Well it's late October now, which is the best time of the year. In Korea they know about Halloween--Korea is one of the rare places not biased against American holidays (even though Halloween derives from the Celtic holiday as we all know). But it's not like you can get the things you need for a costume or party very easily. I'm not complaining; you don't come to Korea for the Halloween parties but I am a little wistful thinking about all the celebrations back home. And I miss things like pumpkin beer, warehouses filled with costumes and props, haunted houses, apple cider, and crisp, colorful leaves.

But I've got Halloween movies, and that's no mean consolation. With that in mind, I've made a list of my seven favorite Halloween programs. What makes for a good Halloween flick, you ask? To me, it can be something as gory as Saw or as tame as the escaped gorilla tormenting Donald Duck and his nephews so long as it captures something about the spirit of Samhain.

7. Night of the Living Dead. This classic is almost Lovecraftian with its applications of creeping dread, and I think it still has a claim as the greatest zombie movie ever made.

6. Simpsons Treehouse of Horror V. Yes, I'm including the Shining spoof but not the Shining. I love Kubrick's flick, but it's just not seasonal enough for me to include on this list. This one is, and you get Homer's time machine toaster and the cannibal cafeteria segments to boot,

5/4. The Legend of Sleepy Hollow. Both Disney's Bing Crosby version and Tim Burton's re-imagining ooze the crispness of autumn and Halloween.

3. Halloween. One of the few "slasher" movies that relies on suspense as much as a high body count. Carpenter's score is legendary, and Donald Pleasance is inspired. Plus, you know, it's called "Halloween" for a reason.

2. It's the Great Pumpkin, Charlie Brown. "I got a rock."

1. The Crow. I'm a dude and thus don't cry at movies, but this one is sad enough without even thinking about the real-life horribleness that accompanied it. More importantly, it's freakin' awesome!

Am I missing anything? Please add others in the comments.

UPDATE: It turns out I was missing one, but that's not to be blamed since it didn't exist a week ago. Presenting the newly created masterpiece: THE GHOUL AND THE GIRL.

That kind of entertainment aside, I've been having a lot of fun on the weekends.
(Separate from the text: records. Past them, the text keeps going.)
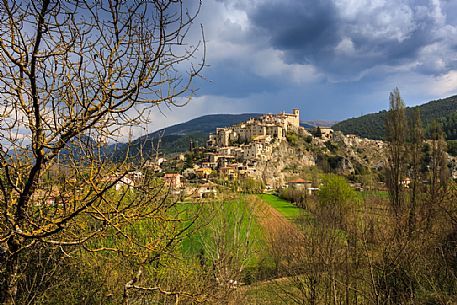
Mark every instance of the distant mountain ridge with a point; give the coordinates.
(371, 126)
(176, 138)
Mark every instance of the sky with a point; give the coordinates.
(332, 59)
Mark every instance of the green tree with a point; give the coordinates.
(416, 140)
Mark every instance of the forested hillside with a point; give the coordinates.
(372, 125)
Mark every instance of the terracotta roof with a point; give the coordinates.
(171, 175)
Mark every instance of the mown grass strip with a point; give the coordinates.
(287, 209)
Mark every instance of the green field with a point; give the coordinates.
(287, 209)
(229, 221)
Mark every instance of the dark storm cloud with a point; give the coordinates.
(231, 79)
(309, 32)
(298, 27)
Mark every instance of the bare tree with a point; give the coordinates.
(396, 153)
(72, 74)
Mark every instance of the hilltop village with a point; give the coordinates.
(272, 150)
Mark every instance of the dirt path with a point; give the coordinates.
(285, 239)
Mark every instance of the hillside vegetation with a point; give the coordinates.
(371, 126)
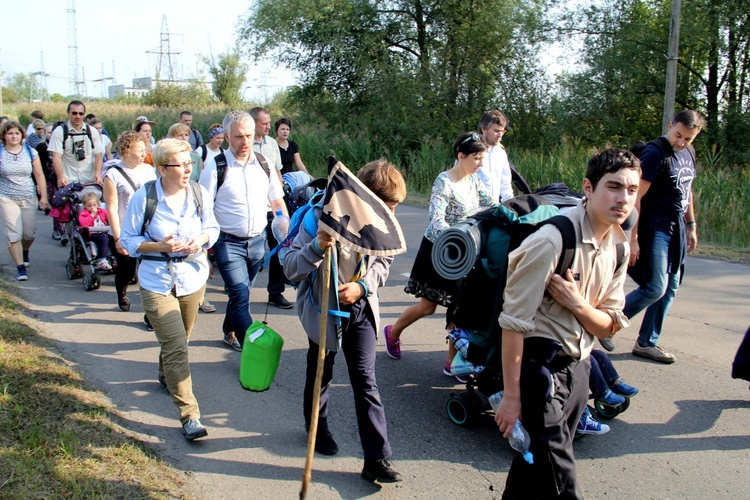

The last month or two has included hiking on Bukhansan, a trip to a massive man-made waterfall, two more excursions to Seoraksan, the discovery of a vegan cafe in Seoul, beach camping on an island, a festival featuring the Prodigy and Pendulum, and a ten-day whirlwind visit from my mother. Those who have lived abroad know how nice it is to share the experience with friends and family from back home, and my mom loved Korea. I think that as a tourist destination, it's vastly underrated.

But don't take my word for it. Check out the photographic (if not necessarily photogenic) proof.

This massive structure was built recently as part of an enducement to encourage Koreans to move to the outskirts of Seoul. It would work for me; this area is one of the nicest I've seen in Seoul.

The foliage and mountains of Seoraksan.

Rachel and I visit an Irish pub.

A trip to Loving Hut, a vegan cafe.

My mother and me at Lotte World, an insanely fun theme park.

The views from the highest peak on Deokjeokdo, a nearby island.

Koreans love statues of genitalia, and the wood carvings aren't by any means limited to the male anatomy. Still, these were rather special even by Korean standards.